Payment Processing System Design
How do I design a payment processing system?
TL;DR
- Bottom line: A payment system requires an API gateway, idempotent payment service, double-entry ledger, fraud detection, webhook-driven status updates, and reconciliation against PSP settlement files -- with PCI DSS v4.0.1 compliance as a non-negotiable foundation.
- Key tool/command:
stripe.PaymentIntent.create(amount=1000, currency="usd", idempotency_key=unique_key) - Watch out for: Missing idempotency keys on payment mutations -- a single network retry without idempotency can double-charge a customer.
- Works with: Any PSP (Stripe, Adyen, Braintree, Square); any language/framework; PCI DSS v4.0.1 (mandatory since March 2025).
Constraints
- PCI DSS v4.0.1 is mandatory: Any system storing, processing, or transmitting cardholder data must comply. All future-dated v4.0 requirements became mandatory March 31, 2025. Use tokenization to minimize PCI scope. [src3]
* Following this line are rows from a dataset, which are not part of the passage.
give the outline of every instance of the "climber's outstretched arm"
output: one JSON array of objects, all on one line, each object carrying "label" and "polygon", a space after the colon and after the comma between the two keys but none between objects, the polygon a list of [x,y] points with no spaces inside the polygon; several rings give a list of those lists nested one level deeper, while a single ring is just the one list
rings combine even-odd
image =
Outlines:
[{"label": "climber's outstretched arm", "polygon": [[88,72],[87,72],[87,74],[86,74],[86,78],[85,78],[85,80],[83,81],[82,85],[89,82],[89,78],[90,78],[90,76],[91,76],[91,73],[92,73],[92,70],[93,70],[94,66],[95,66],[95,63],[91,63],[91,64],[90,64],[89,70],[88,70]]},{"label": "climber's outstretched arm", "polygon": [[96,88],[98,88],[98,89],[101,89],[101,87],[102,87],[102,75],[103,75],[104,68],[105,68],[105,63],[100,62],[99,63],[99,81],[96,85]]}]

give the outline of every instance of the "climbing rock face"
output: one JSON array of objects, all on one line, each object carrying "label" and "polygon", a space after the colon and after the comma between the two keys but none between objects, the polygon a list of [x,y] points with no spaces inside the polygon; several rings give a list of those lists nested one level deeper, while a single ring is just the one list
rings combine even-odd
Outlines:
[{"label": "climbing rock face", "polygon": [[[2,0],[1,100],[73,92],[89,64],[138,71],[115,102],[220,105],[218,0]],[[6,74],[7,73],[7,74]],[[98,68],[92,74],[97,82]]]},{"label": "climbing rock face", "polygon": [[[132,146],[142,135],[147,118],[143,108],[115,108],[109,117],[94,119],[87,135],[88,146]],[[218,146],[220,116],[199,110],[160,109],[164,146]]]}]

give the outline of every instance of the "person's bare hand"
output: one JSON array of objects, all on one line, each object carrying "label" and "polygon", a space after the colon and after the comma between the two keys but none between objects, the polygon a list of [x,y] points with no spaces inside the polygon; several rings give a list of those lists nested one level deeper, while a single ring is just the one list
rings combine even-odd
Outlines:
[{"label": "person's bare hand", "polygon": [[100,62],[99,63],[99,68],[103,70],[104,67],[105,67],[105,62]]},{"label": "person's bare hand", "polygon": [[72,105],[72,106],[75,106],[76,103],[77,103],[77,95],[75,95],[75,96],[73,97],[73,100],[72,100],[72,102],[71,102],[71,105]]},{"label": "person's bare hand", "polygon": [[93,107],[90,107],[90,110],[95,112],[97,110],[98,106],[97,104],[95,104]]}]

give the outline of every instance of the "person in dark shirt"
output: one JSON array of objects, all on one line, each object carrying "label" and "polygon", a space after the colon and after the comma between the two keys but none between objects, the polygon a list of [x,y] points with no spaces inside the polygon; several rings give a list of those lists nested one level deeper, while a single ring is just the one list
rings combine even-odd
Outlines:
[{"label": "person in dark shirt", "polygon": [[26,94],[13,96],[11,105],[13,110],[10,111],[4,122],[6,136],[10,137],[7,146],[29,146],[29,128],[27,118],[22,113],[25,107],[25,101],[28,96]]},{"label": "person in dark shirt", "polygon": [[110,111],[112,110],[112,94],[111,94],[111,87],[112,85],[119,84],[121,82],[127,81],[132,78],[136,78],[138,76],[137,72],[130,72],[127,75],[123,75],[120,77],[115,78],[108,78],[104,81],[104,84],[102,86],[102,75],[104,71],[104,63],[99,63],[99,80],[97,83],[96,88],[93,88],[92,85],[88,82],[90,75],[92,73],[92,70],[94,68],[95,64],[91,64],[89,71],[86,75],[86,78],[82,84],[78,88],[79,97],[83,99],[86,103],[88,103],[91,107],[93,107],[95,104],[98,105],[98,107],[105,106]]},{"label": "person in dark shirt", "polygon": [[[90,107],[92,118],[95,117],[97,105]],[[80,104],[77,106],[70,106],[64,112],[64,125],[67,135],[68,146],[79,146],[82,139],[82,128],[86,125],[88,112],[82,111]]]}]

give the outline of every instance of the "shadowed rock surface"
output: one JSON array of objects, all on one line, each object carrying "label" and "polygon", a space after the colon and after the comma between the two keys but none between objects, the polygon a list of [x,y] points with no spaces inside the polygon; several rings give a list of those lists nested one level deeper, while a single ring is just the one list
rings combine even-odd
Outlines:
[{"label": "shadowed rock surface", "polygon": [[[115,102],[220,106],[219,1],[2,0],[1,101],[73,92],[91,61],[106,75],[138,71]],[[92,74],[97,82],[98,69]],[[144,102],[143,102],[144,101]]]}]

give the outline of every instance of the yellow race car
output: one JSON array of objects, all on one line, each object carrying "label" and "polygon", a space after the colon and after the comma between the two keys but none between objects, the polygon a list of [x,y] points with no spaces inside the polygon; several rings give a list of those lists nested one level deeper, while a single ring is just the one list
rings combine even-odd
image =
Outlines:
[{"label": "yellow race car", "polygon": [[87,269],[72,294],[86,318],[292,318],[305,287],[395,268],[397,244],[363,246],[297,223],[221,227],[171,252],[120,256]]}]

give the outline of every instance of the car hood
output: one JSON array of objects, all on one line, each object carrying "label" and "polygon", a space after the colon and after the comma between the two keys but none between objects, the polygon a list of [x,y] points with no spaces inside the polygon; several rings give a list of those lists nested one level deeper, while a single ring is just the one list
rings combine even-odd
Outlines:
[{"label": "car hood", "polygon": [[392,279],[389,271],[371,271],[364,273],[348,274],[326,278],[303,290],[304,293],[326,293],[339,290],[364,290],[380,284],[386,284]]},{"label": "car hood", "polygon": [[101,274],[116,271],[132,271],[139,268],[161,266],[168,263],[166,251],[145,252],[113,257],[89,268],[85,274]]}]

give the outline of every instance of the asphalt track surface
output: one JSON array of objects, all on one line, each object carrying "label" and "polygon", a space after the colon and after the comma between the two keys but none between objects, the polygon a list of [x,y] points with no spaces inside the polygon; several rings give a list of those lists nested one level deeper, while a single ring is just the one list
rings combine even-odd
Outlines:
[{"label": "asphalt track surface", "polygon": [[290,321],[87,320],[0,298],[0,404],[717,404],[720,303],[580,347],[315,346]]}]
- Never store raw card data: Never persist PAN, CVV, or magnetic stripe data in your database. Use a PCI-certified tokenization provider (Stripe Elements, Adyen Drop-in, Braintree Hosted Fields) so card data never touches your servers.
- Integer arithmetic for money: All amounts must be stored and computed as integer minor units (cents, pence). Floating-point arithmetic causes rounding errors that compound across millions of transactions. [src1]
- Idempotency on every mutation: Every charge, refund, capture, and cancel operation must accept a client-generated idempotency key. Without this, network retries cause double charges. [src2]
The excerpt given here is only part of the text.